The DTitle and TTitle fields should also be split into separate Artist and Title fields. The convention in freedb is that Artist and Title are separated by <space><slash><space>. If the separator is not present then in the case of an album it is a self titled album, and in the case of a track it is by the artist who created the album.

At this point there are a number of text fields which have many values that are common to many records. The unique text values can be removed to separate control tables and replaced with just a reference to the record in the control table. This will create separate record types for:

  • the submitting software of an album,
  • the server software that accepted it,
  • the genre description,
  • the artist and
  • the album or track title.

Since over the years there has been some confusion among contributors as to the expected ordering of artist and title, these values will be stored in a single generic Text record type. It is to be hoped that at some point later in the processing, something can be done to sort these out.

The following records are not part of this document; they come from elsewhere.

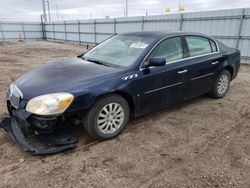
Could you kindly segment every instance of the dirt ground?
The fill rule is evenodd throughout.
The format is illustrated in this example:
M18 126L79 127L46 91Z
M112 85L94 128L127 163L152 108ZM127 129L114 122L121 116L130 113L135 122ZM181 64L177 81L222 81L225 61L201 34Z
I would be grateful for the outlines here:
M12 79L83 51L72 44L0 43L0 114ZM32 156L0 130L0 187L249 187L250 66L241 66L223 99L203 96L133 119L113 140L80 136L75 150Z

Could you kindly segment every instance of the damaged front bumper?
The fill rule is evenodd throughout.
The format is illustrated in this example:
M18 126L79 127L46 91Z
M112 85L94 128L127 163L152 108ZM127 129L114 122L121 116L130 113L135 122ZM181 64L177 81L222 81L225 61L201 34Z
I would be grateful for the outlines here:
M25 110L15 110L11 115L6 114L0 119L0 128L8 132L24 151L45 155L76 147L77 139L72 137L67 129L38 131L27 121L28 116Z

The original file path of each record should also be separated into two fields:

  • a category code for the directory and
  • the discid that is used as the file name.

To save space a single character will be used to define the category and the eight digit hexadecimal file name will be converted to a 32 bit integer for efficient handling in the database. Although in most cases, the discid field is also a single eight digit hexadecimal value, some of the values are lists of discids which partially reproduce the link information. They will be handled specially at a later date.

To save time, the length in frames of each track is calculated and stored now, as well as a flag to indicate when there is suspicious looking content in artist and title values. It would be desirable to:

  • replace control characters with spaces,
  • replace runs of spaces with a single space and
  • remove redundant track numbers from the beginning of track titles.

Although all of the above processing steps could be performed using SQL, they are more efficiently carried out by further extending the C program which has been used previously for extracting the data. The new version is called analyze-archive.c. Note that this program also takes the liberty of producing some extra fields that will greatly improve the efficiency of certain processing operations later on. These values are redundant from the point of view of a database design in optimal normal form, but it takes only a few more seconds of computation to obtain them at this stage.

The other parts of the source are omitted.